Baker remarque très justement que le guillemet ne représente pas le seul outil faisant office de modificateur de signification. On pourrait d’abord mentionner certains syntagmes figés tels que : « comme si », « soi-disant », « pour ainsi dire » ou « en un certain sens ». Ces dispositifs sont cependant d’une importance marginale lorsqu’on les compare à l’usage déterminant des italiques. S’il est vrai que Wittgenstein emploie à l’occasion les guillemets pour désigner son propre jargon, la plupart du temps, il fait appel à l’italique. Voici un exemple d’un tel usage des italiques : « Les mots « conformité » et « règle » sont apparentés, ils sont cousins. » (PU, §224). Dans ce passage, Wittgenstein utilise les italiques pour attirer notre attention sur le fait qu’il attribue une signification technique à ce terme. En employant les italiques, Wittgenstein renvoie implicitement le lecteur aux remarques qu’il a consacrées au concept d’air de famille. Les jeux de langage sont apparentés parce qu’ils ne possèdent pas d’éléments communs même s’ils partagent un air famille.

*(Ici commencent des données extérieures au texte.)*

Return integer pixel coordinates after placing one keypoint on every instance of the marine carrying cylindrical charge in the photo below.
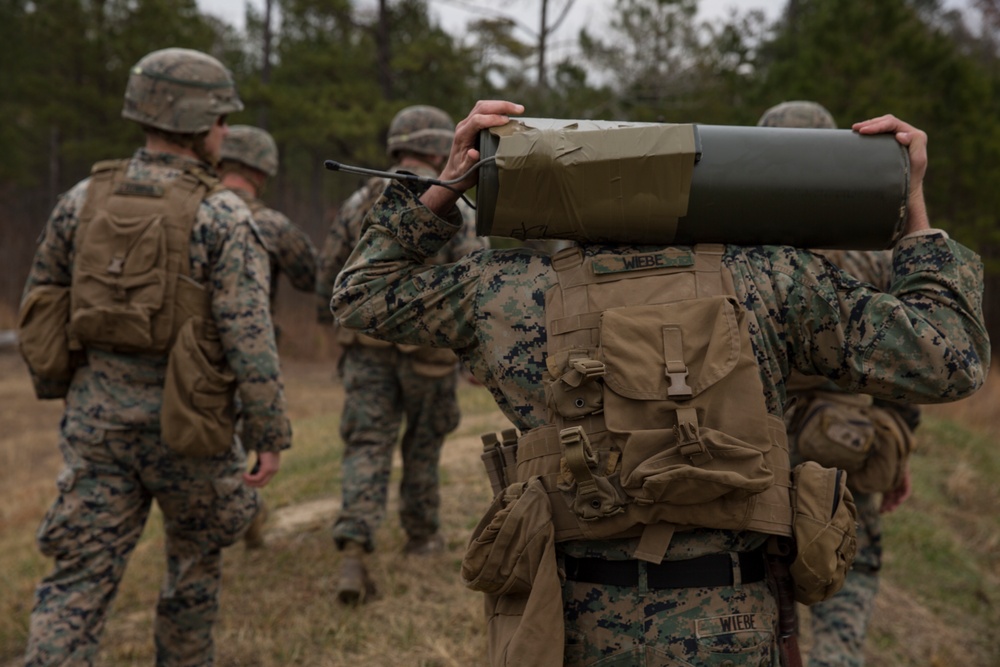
(603, 181)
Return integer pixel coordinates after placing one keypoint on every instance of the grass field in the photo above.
(938, 604)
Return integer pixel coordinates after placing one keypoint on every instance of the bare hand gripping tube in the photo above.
(604, 181)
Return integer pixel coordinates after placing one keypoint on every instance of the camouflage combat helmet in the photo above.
(179, 90)
(798, 113)
(251, 146)
(421, 129)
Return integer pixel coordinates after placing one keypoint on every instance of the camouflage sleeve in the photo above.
(924, 342)
(239, 279)
(388, 290)
(873, 267)
(343, 235)
(290, 247)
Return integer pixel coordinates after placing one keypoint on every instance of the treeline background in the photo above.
(325, 78)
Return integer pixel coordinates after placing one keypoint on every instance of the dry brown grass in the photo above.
(278, 606)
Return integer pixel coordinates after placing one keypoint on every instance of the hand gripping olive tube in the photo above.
(639, 183)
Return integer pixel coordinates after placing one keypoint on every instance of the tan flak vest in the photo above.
(657, 419)
(132, 288)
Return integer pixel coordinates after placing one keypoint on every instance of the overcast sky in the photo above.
(455, 14)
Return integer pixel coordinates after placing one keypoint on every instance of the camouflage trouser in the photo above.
(381, 387)
(839, 625)
(105, 493)
(611, 626)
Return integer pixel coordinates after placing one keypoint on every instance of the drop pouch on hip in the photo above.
(837, 431)
(824, 525)
(511, 558)
(198, 414)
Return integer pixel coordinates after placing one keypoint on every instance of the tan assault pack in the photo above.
(132, 288)
(657, 419)
(132, 292)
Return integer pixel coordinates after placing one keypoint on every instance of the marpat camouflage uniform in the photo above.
(382, 384)
(927, 343)
(289, 249)
(117, 464)
(839, 625)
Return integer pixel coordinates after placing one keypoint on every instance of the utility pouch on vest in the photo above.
(825, 530)
(198, 415)
(42, 332)
(667, 365)
(511, 558)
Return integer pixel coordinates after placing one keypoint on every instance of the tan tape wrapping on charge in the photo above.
(584, 184)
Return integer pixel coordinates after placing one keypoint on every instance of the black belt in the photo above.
(704, 572)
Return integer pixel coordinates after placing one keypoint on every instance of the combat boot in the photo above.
(355, 586)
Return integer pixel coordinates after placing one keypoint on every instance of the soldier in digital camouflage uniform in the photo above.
(804, 314)
(110, 436)
(385, 383)
(249, 157)
(839, 625)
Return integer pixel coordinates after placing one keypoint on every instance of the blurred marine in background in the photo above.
(871, 439)
(146, 309)
(249, 157)
(385, 383)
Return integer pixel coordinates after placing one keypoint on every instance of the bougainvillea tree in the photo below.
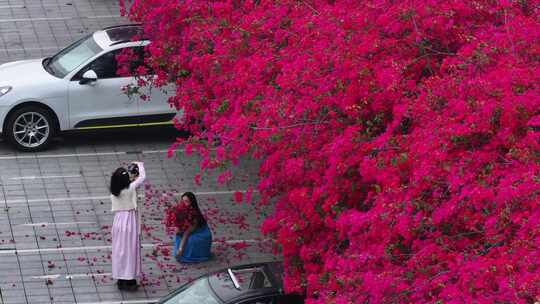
(399, 140)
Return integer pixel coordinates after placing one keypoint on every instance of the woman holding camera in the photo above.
(193, 244)
(126, 249)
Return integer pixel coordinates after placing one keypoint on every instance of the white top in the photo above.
(127, 199)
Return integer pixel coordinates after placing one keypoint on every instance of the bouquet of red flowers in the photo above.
(178, 216)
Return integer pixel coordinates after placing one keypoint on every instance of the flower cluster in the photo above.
(398, 140)
(178, 217)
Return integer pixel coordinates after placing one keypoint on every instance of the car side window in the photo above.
(262, 300)
(106, 66)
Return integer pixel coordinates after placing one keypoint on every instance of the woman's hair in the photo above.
(201, 221)
(119, 181)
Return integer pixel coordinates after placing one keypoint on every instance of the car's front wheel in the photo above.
(30, 128)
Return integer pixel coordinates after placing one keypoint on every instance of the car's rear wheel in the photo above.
(30, 128)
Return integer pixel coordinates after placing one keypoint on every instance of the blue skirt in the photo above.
(197, 247)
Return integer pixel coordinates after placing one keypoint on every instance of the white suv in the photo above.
(76, 89)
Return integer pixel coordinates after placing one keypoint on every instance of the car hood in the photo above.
(24, 72)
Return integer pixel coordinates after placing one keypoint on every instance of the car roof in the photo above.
(225, 283)
(113, 35)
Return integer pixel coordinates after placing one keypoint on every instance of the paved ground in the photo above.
(54, 210)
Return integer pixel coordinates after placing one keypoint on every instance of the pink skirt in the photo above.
(126, 249)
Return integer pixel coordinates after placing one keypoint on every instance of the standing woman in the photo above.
(126, 250)
(193, 245)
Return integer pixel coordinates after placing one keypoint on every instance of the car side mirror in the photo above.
(88, 77)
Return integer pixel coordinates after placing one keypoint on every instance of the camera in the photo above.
(133, 169)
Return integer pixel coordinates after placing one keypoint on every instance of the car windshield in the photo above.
(71, 57)
(197, 292)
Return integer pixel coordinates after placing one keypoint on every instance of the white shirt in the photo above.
(127, 199)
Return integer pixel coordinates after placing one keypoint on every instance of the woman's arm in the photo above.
(140, 178)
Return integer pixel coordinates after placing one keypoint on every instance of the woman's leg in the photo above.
(177, 239)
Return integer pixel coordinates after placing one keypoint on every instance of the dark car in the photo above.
(259, 283)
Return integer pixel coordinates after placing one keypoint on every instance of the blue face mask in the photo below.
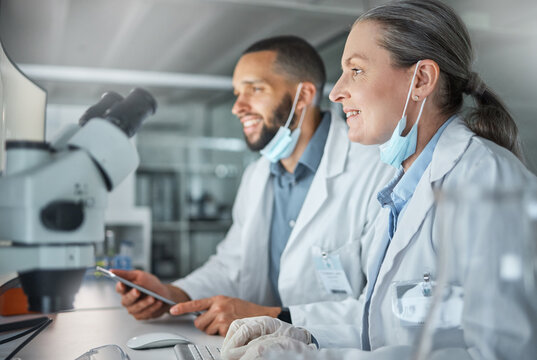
(399, 148)
(284, 142)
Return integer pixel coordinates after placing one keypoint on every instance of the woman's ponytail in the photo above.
(490, 118)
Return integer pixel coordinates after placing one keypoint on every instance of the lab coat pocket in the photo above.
(338, 270)
(412, 300)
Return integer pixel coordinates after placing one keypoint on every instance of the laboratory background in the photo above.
(169, 216)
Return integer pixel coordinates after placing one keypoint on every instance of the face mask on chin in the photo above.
(284, 142)
(399, 148)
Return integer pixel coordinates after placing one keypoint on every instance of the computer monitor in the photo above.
(22, 106)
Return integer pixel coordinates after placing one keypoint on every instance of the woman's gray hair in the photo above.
(414, 30)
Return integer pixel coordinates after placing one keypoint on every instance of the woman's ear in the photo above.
(307, 95)
(427, 78)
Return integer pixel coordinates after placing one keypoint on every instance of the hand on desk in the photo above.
(139, 305)
(221, 311)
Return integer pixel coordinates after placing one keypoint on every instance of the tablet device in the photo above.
(113, 276)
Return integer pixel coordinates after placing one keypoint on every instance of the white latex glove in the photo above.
(274, 347)
(243, 331)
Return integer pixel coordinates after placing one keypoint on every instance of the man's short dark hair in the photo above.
(296, 58)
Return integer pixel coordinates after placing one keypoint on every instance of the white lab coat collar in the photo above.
(451, 146)
(332, 164)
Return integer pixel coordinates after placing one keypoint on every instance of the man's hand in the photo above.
(140, 305)
(221, 311)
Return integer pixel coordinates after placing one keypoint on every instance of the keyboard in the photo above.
(196, 352)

Il faudrait sans doute reprendre le sillon creusé par Gordon Baker et produire une analyse beaucoup plus détaillée pour bien apprécier le rôle que jouent ces stratégies typographiques dans les réflexions de Wittgenstein. Malheureusement, je devrai me contenter d’énoncer la conclusion générale suggérée par les textes de Baker. Les guillemets simples et les italiques attestent le rapport complexe et ambigu que les remarques philosophiques de Wittgenstein entretiennent avec le langage ordinaire. Même si Wittgenstein ne cesse de vouloir nous ramener au commerce

ordinaire que nous avons avec les mots, il n’en demeure pas moins que son écriture fait appel à un ensemble de stratégies stylistiques et typographiques fort élaborées qui ont pour fonction de changer le regard que l’on jette habituellement sur le langage en faisant ressortir certains aspects. Cette vue aspectuelle est d’ailleurs susceptible de viser tout autant le langage extraordinaire du métaphysicien que celui que nous utilisons dans la vie de tous les jours.

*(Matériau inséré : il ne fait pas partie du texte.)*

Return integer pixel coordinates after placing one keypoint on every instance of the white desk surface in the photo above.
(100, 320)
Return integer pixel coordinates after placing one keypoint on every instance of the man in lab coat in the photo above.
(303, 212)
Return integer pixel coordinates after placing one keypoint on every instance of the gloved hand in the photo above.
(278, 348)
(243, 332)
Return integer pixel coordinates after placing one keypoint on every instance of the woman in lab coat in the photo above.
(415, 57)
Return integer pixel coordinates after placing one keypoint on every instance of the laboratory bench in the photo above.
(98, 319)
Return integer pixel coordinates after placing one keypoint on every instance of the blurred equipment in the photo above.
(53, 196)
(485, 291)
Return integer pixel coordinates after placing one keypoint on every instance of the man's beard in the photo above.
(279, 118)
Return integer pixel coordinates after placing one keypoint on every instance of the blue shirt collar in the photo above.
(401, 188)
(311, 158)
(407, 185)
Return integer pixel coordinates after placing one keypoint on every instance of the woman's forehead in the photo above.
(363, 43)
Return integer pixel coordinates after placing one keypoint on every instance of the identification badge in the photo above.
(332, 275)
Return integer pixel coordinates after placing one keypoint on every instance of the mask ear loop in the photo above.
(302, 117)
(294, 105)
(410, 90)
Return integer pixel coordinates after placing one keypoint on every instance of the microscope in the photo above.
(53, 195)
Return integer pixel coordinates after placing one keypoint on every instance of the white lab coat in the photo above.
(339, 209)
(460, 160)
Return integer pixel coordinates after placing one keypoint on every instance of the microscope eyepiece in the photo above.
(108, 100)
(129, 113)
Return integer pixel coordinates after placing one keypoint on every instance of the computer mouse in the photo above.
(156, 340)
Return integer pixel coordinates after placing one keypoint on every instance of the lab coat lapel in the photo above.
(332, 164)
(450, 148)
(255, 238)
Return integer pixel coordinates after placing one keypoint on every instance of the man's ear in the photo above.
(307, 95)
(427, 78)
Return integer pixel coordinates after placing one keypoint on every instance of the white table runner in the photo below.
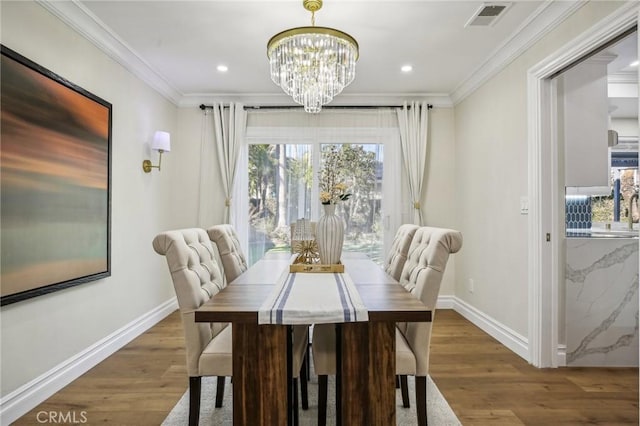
(313, 298)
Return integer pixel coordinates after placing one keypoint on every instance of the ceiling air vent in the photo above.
(487, 15)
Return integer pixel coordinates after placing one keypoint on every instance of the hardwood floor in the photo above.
(484, 382)
(487, 384)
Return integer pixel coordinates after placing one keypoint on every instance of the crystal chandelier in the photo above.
(312, 64)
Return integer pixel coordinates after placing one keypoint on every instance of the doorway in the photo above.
(546, 210)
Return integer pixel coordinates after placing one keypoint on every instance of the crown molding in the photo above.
(441, 100)
(547, 17)
(83, 21)
(624, 77)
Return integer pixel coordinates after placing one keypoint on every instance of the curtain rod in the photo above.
(429, 106)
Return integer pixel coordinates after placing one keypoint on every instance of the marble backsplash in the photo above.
(602, 302)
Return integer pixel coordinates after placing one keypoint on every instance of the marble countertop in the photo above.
(617, 230)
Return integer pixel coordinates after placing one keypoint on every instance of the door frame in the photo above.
(545, 224)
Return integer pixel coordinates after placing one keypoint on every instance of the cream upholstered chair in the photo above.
(397, 256)
(191, 258)
(233, 259)
(421, 276)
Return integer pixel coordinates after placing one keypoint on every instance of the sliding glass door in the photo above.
(282, 188)
(278, 177)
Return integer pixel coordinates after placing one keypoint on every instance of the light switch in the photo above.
(524, 205)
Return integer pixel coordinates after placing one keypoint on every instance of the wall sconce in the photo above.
(161, 143)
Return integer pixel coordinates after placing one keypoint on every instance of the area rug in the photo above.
(438, 411)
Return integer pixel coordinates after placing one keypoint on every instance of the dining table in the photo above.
(366, 376)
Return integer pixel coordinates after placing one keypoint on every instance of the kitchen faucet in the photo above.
(633, 197)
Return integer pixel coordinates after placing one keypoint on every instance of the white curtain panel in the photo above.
(413, 121)
(225, 138)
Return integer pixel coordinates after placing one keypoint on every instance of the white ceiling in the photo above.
(177, 45)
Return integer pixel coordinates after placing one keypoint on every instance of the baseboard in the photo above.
(445, 302)
(19, 402)
(561, 356)
(509, 338)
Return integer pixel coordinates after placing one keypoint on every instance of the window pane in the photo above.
(361, 169)
(280, 178)
(283, 184)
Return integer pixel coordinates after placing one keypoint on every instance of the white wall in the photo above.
(439, 195)
(626, 127)
(491, 165)
(40, 333)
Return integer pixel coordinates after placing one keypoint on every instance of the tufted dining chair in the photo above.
(234, 262)
(399, 251)
(191, 258)
(421, 275)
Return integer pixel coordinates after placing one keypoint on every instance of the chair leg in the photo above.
(322, 399)
(194, 400)
(220, 391)
(421, 400)
(303, 385)
(404, 388)
(296, 419)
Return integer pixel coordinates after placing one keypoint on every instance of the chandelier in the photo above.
(312, 64)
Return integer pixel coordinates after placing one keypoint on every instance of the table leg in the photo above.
(259, 374)
(368, 376)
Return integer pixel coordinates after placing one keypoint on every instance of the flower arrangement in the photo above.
(332, 190)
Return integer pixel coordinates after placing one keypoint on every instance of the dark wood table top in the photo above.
(384, 298)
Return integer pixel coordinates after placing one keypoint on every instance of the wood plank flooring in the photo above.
(484, 382)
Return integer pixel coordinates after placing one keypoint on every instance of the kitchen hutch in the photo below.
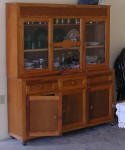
(58, 68)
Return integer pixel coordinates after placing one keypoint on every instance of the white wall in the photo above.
(117, 42)
(117, 38)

Pour résumer, la philosophie ne possède pas un langage technique qui lui serait propre. Par contre, la philosophie exige bel et bien que l’on adopte une certaine attitude (critique) à l’égard du langage. Plus précisément, la philosophie nous libère de nos crampes mentales en nous incitant à faire varier le regard que l’on jette sur le langage et sa grammaire. L’activité philosophique est donc à comparer à une forme de voir-comme. Et, comme le montrent les travaux de Gordon Baker, cette conception de la philosophie se reflète dans l’écriture de Wittgenstein puisque ce dernier considère que les guillemets et d’autres dispositifs typographiques similaires sont des outils qui peuvent orienter notre regard en faisant ressortir tel ou tel aspect de notre langage.